14 Kasım 2019 Perşembe

ATATÜRK - İLERİ GÖRÜŞLÜ BÜYÜK BİR AVRUPALI

ATATÜRK - İLERİ GÖRÜŞLÜ BÜYÜK BİR AVRUPALI 



Prof. Dr. Kopi KİÇİKU 

Sayın Baylar, Değerli Dostlar, 

Sözüme başlamadan önce, sizlere sağlık ve mutluluk dilerim. Mesleğinizde ve çalışmalarınızda, başarılarınızın devamını diliyorum. 
Türk atasözü, “İnsan çehresinden belli olur” der ve büyük Fransız yazarı Victor Hugo der ki: “İyi insani anlamanın yolu onunla beş dakika konuşmaktan geçer”. Türklerle geçirdiğim uzun süre ve sizleri tanımak benim için büyük bir onur kaynağı olmuştur. Bana bu imkânı sağladığınız için, başta “Atatürk Kültür Dil ve Tarih Yüksek Kurumu” başkanı, Sayın Prof. Dr. Sadık Tural’a ve tüm meslektaşlarına teşekkürü borç bilirim. 

Ben, on yıldan beri yaşamakta olduğum Bükreş’ten, yakın dostum, büyük Türkolog, yurtsever ve Kuran-ı Kerimi Romence’ye çeviren, Prof. Dr. Mustafa Ali Mehmet beyle beraber gelmiş bulunuyorum. Ben, yüzde yüz Arnavut asıllıyım. 
Ankara’ya, ilk defa, 1969 yılının Mayıs ayında, o zamanlar Türkiye Büyük Millet Meclisinin Başkanı olan Ferruh Bozbeyli davetlisi Arnavut Parlamentosu heyetinde bulunarak gelmiştim. Aradan geçen 37 yıldan beri, Anıtkabir’in özlemini çekiyordum. Sempozyumun ilk günü, kendimi, Gazi’nin kabri yanında görünce, gözlerim yaşardı. 
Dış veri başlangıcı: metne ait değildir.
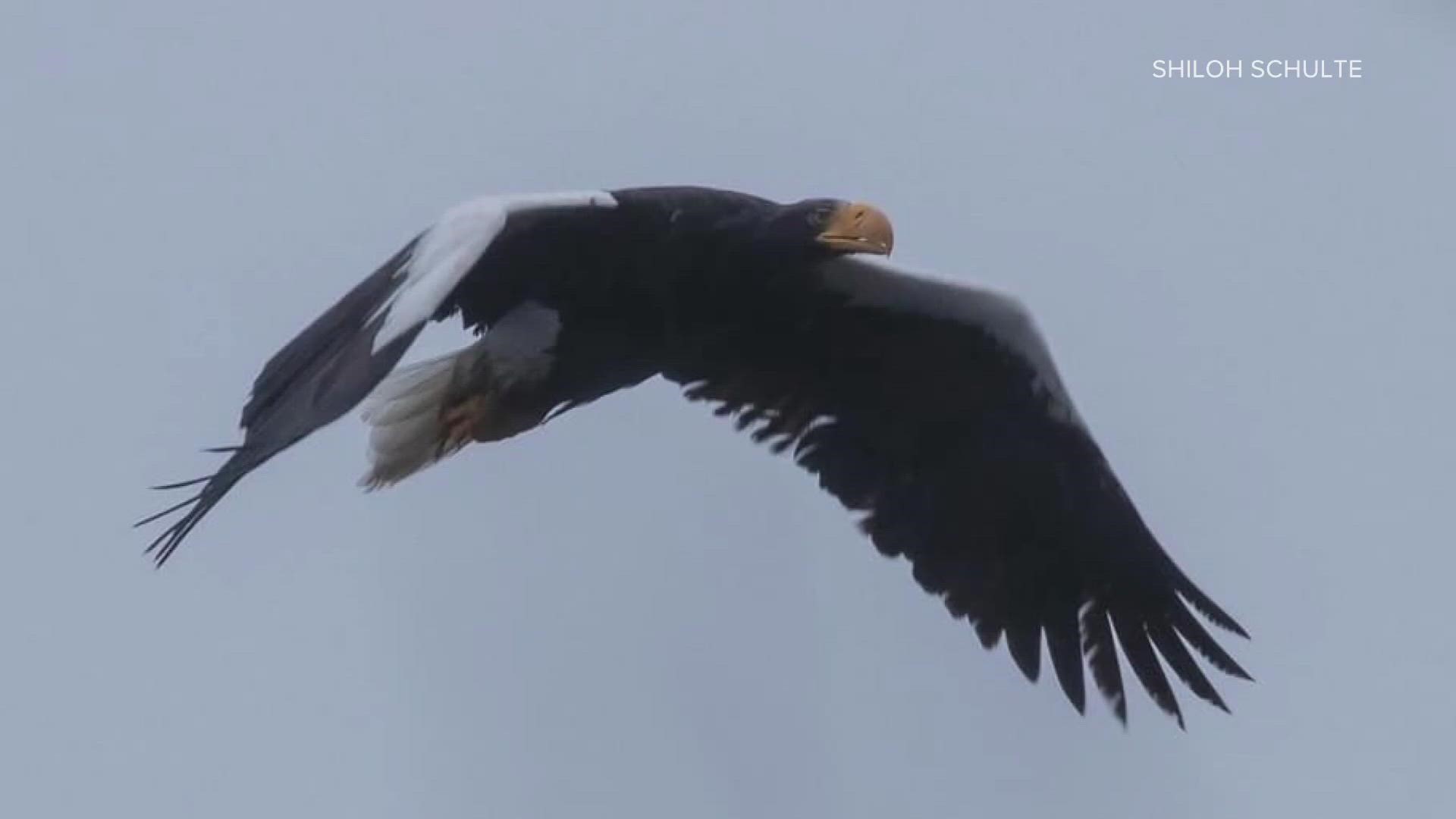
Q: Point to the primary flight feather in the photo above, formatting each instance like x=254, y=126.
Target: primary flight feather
x=930, y=410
Türkiye tarihi çok ilgimi çekti ve okuyarak, araştırarak, çok aydınlandım, yeni şeyler öğrendim. Bunların tümü, Sümerlerden ve Hititlerden bu yana sekiz bin yıldan beri var ve 19 imparatorluk kurmuş olan Türk kardeş halkının zenginliğidir. Şimdiye kadar, Türkiye ve Atatürk hakkında, Arnavutça üç kitap yayınlamıştım. Bunlardan birisi ile ilgili olarak, sayın Bilâl N. Şimşir, Arnavutluğa tayin edilen en seçkin Büyükelçisi bulunduğu sırada, çok duygulu bir mektup yazdı. Bu vesile ile, kendisine bir kez daha teşekkür etmekten kıvanç duyarım. 

Bunlardan ayrı olarak, son aylarda Romanya’da Romence: “Atatürkçülük ve Üçüncü Millenyum’da Türkiye” başlığı altında bir eser daha yayınlamış bulunuyorum. Türkiye’ye ve Atatürk’e karşı sevgi duygusunu, bana, İstanbul’da Beyoğlu’nda 26 yıl yaşamış olan dedem aşılamıştır. 
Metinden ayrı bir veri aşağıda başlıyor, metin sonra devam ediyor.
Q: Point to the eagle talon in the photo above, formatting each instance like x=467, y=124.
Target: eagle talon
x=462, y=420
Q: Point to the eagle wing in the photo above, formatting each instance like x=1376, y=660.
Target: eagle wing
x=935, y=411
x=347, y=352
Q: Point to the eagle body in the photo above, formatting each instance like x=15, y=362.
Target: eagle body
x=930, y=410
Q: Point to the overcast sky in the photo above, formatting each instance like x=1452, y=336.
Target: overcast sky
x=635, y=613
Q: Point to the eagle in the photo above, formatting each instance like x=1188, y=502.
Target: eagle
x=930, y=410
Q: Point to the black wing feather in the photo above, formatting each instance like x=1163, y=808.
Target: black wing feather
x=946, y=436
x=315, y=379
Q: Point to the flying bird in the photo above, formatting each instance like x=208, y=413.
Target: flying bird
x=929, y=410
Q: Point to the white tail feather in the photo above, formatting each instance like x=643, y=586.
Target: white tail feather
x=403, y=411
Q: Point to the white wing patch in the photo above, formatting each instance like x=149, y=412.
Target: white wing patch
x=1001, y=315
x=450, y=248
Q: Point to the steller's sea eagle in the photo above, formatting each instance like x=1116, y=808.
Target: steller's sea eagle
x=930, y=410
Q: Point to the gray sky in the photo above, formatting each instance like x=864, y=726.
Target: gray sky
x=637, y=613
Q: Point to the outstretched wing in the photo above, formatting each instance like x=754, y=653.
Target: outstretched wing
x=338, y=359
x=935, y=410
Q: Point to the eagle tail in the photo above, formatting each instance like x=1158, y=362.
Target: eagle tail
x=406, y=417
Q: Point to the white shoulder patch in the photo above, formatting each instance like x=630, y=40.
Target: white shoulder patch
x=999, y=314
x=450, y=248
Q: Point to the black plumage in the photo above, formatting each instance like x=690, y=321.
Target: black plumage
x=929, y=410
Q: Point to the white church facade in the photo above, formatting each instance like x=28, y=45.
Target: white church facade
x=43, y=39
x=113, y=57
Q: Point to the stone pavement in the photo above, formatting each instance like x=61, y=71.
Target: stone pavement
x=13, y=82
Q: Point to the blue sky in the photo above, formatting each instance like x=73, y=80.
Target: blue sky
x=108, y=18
Hayatım boyunca Atatürk’ü Sevenler Derneği’nin kurucusu ve başkanı olmak, ikinci Dünya Savaşı sonrası Türk yakın tarihi hakkında doktora tezi yazmış olmak, bunlar, bana nasip olduğundan, inanın, benim için büyük gurur kaynakları olacaktır. Bugünlerde, Arnavutluk’taki Atatürk Sevenler Derneği’nin dokuz yönetim kurulu üyesi arkadaşlarımla görüştüm. Sizleri Sn. Süleyman Demirel, Sn.Turgut Özal, Sn. Bilâl Şimşir, Sn. Salih Berisha, Sn. Recep Meydani, Sn. Yaşar Kemal, Sn. Aziz Nesin, Sn. Metin Örnekol, Sn. Sadık Tural ve diğer Türkiye’den, Arnavutluk’tan, Romanya’dan ve diğer ülkelerin devlet ve ilim adamları gibi derneğimizin onur üyesi olarak görmekten şeref duyacağız. 
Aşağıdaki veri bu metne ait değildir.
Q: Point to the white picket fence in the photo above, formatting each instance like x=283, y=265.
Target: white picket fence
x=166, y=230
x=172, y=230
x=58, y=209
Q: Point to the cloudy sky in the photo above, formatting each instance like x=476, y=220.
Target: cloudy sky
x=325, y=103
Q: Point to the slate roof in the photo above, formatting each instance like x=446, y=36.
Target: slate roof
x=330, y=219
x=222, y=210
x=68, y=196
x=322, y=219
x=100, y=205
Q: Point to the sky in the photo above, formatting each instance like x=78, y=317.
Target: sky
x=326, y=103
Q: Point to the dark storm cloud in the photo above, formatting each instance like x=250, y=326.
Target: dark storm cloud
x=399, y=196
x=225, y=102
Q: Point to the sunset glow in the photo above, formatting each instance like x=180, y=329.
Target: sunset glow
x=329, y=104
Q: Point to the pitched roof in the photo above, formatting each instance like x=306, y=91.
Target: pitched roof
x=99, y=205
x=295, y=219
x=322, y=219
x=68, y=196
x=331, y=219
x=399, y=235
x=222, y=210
Türk halkına bağlılığın ve kardeşlik duygularımın neticesi olarak kendi çabalarım ile Türk dilini öğrenmeye çalıştım ve Türkçe’den Arnavutça’ya çeviriler yaptım. 

Salı akşamı, 16 Mayıs 2006, Estergon kalesinde, Atatürk’ün özlü sözlerinden olan: “Yüksel Türk! Senin için yüksekliğin hududu yoktur. İşte parola budur!” şeklindeki bir vecizeyi okuyunca, Gazi tarafından Başkent olarak ve Avrupa’da bulunan, Ankara’nın hızla ilerleyerek, bir nevi Londra’sı, yani, yeni bir diğer Commonwealth’in merkezi olabileceğini düşündüm. Bu merkezin etrafına bütün Türk dünyası toplanabilir sandım. Çünkü kökleri, tarihleri ve gelenekleri bir olan özgür devletlerin bir araya gelmekte olduklarını gördüm. Zira, bu ülkelerin hissiyatlarını memnuniyetle gördüm ki, hepsi, yani Azeriler olsun, Kazaklar ve diğer, Türk dilini veya bir şivesini konuşuyorlar ve kendilerinde Türklük ruhunu yaşatıyorlar. İşte, bu gibi nedenlerden dolayıdır ki, Türkiye, bu yeni Commonwealth’in merkezi olmaya lâyık görülür, diye düşünüyorum. Zira, şimdiki Türkiye, her şeyden önce, şanlı ecdadından, miras aldığı toleransı ve de
mokrasi duygularını yaşamaktadır. Halbuki, Avrupa, bunları, ancak, şimdi uygulamaya koymaya çalışmaktadır. 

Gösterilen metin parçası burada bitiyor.